Home > Archive > PERL Miscellaneous > July 2004 > regex search - suggestions?
You are viewing an archived Text-only version of the thread.
To view this thread in it's original format and/or if you want to reply to
this thread please [click here]
| Author |
regex search - suggestions?
|
|
|
| Hi All,
I have a string (a paragraph) without newlines, with organization
names and their abbreviations in brackets like...
$tmp = "... was proposed by World Health Organisation (WHO) in ...";
I have the following code segment:
$tmp =~ s/\)/\)\n<brk>/g; # because we have . in regex and
# there is no \n in $tmp
my ($abbr,$org) = "";
my (%orgs) = ();
foreach my $line (split (/\n/, $tmp)) {
if ($line =~ /\b([A-Z])(\w+[ forand]*) ([A-Z])(.*?)
\((\1\3[A-Z]*)\)/) {
$abbr = $5; $org = "$1$2 $3$4";
$orgs{$abbr} = $org;
}
}
I added [ forand]* in regex to include 'for', 'of', 'and' that might
appear after the first word.
Can anyone help me to improve the accuracy of this search, especially
the [ forand]* part.
Thanks in advance.
| |
| Ilmari Karonen 2004-07-28, 9:00 pm |
| On 2004-07-24, Sara <sa_ravenone@yahoo.com> wrote:
> Hi All,
> I have a string (a paragraph) without newlines, with organization
> names and their abbreviations in brackets like...
>
> $tmp = "... was proposed by World Health Organisation (WHO) in ...";
....and you want to extract the organization names and abbreviations?
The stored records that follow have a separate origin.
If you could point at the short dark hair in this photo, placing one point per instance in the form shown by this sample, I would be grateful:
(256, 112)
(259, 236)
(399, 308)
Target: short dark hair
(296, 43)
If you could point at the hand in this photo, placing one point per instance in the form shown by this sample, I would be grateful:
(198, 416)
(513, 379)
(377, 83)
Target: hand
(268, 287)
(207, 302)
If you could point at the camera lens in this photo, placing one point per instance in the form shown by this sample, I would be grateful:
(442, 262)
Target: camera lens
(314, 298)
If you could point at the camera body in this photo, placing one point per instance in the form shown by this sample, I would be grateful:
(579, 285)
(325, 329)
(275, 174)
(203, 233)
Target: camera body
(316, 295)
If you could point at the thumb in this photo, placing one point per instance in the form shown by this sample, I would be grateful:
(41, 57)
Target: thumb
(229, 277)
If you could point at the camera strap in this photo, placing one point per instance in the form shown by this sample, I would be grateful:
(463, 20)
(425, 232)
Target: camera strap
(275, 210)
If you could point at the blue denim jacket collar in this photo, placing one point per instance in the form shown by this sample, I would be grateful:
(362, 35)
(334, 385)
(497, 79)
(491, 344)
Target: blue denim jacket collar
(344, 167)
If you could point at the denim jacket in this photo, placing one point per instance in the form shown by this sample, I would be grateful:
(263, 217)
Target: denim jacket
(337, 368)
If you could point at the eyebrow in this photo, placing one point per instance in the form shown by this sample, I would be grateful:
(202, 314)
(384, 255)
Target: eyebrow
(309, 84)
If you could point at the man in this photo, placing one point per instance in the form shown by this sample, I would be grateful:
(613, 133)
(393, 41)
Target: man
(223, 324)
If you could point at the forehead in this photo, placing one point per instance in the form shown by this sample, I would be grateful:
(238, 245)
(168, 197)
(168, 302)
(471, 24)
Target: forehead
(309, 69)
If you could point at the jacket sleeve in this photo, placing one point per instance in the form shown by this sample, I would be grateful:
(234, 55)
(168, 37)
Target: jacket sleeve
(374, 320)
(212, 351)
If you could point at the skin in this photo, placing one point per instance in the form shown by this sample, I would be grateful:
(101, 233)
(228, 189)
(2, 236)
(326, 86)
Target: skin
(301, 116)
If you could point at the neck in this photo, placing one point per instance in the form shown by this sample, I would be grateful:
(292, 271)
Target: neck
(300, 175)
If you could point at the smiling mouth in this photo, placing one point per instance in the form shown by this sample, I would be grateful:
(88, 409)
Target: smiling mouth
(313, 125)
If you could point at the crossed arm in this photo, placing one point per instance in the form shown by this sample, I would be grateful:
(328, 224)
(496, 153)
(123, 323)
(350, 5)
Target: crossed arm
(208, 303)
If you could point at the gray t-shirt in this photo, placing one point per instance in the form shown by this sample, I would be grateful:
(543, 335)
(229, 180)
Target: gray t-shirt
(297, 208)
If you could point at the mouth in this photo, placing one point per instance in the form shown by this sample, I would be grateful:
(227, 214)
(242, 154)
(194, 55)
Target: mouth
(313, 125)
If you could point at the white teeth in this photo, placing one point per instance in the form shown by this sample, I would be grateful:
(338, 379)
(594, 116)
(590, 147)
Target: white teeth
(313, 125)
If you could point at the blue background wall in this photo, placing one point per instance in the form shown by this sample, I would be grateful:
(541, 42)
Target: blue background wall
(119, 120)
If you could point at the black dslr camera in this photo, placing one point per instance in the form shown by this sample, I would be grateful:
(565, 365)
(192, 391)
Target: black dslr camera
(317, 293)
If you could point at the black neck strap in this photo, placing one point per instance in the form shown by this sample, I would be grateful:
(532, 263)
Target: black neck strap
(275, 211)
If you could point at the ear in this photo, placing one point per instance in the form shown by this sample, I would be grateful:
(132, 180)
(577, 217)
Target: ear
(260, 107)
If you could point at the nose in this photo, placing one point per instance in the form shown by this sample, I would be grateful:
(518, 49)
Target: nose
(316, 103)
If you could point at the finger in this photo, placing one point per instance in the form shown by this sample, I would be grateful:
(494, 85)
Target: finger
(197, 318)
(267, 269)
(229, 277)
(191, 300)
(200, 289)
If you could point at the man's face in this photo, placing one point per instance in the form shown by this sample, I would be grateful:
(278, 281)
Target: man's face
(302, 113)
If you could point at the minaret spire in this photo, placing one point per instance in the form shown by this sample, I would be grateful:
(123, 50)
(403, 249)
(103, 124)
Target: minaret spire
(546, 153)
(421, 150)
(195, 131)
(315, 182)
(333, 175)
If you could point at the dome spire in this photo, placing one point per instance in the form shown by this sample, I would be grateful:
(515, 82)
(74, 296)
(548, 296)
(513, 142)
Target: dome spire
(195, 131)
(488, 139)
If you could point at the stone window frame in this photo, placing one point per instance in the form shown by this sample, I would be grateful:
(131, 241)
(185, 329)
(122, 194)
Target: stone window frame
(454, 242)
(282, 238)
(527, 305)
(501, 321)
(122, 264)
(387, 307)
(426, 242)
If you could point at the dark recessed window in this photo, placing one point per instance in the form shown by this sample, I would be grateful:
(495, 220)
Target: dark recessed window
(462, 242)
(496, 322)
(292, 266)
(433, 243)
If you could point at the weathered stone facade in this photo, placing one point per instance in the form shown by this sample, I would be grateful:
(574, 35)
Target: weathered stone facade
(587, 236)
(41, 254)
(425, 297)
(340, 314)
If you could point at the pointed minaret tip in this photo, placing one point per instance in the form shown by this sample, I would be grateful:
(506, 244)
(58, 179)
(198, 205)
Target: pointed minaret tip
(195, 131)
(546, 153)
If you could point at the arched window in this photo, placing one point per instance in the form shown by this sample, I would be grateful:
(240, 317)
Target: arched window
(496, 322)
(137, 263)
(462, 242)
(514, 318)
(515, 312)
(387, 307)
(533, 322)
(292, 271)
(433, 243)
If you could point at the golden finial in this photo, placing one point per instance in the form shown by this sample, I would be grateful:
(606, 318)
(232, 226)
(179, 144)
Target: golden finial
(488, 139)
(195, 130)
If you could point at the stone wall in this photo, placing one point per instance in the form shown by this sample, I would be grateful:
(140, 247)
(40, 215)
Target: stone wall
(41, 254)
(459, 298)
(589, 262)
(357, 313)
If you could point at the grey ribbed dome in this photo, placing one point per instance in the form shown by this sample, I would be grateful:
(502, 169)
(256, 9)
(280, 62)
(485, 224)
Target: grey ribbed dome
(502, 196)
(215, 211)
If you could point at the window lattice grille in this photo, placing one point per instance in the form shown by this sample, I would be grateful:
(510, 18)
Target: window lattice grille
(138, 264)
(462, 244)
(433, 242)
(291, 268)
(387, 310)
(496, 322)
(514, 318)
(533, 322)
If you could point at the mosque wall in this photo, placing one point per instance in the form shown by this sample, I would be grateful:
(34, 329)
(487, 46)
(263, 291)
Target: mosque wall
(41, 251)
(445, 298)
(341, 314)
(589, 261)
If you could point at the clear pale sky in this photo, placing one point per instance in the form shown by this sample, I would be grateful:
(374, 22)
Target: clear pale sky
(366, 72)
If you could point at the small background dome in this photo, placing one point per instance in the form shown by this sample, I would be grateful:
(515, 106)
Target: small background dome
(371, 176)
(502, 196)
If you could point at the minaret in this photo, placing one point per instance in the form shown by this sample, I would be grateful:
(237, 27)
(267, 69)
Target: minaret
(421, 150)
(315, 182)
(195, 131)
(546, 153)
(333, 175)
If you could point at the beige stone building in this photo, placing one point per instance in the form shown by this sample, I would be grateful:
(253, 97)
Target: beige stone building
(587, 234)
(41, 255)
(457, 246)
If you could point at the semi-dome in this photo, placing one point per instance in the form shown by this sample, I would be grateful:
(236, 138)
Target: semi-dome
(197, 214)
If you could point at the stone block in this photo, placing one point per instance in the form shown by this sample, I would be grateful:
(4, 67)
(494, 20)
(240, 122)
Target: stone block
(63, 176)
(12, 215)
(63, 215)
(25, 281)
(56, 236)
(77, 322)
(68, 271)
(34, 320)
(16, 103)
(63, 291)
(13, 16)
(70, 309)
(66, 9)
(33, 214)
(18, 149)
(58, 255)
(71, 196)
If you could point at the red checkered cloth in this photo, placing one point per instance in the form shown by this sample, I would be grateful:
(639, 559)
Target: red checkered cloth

my @tmp = split /\s*\(([A-Z]+)\)/, $tmp;
pop @tmp;
my %orgs;
while (my ($str, $abbr) = splice(@tmp, 0, 2)) {
(my $re = $abbr) =~ s/(.)/$1[a-z\\W]*/g;
$str =~ /.*($re)$/s or warn "Can't expand $abbr!\n" and next;
$orgs{$abbr} = $1;
}
> Can anyone help me to improve the accuracy of this search, especially
If you could provide more sample data, I could do some more thorough
testing. My code works for your example case, and probably quite many
others. Some cases where it fails for various reasons include:
World Wide Web Consortium (W3C)
PlayStation 2 (PS2)
Church of Scientology (CoS)
Skip if Equal (SEQ)
Decrement and Jump if Not Zero (DJN)
Deutscher Jugendbund für Naturbeobachtung (DJN)
GNU's Not Unix (GNU)
Most of those can be fixed, although idiosyncratic abbreviations like
W3C are probably not worth the effort.
--
Ilmari Karonen
If replying by e-mail, please replace ".invalid" with ".net" in address.
| |
| Tad McClellan 2004-07-28, 9:00 pm |
| Sara <sa_ravenone@yahoo.com> wrote:
> I added [ forand]* in regex to include 'for', 'of', 'and' that might
> appear after the first word.
That will match exactly the same strings as:
[adfnor ]*
It would match:
aaaaaa
afafafaf
etc.
A character class matches a _character_, not a string.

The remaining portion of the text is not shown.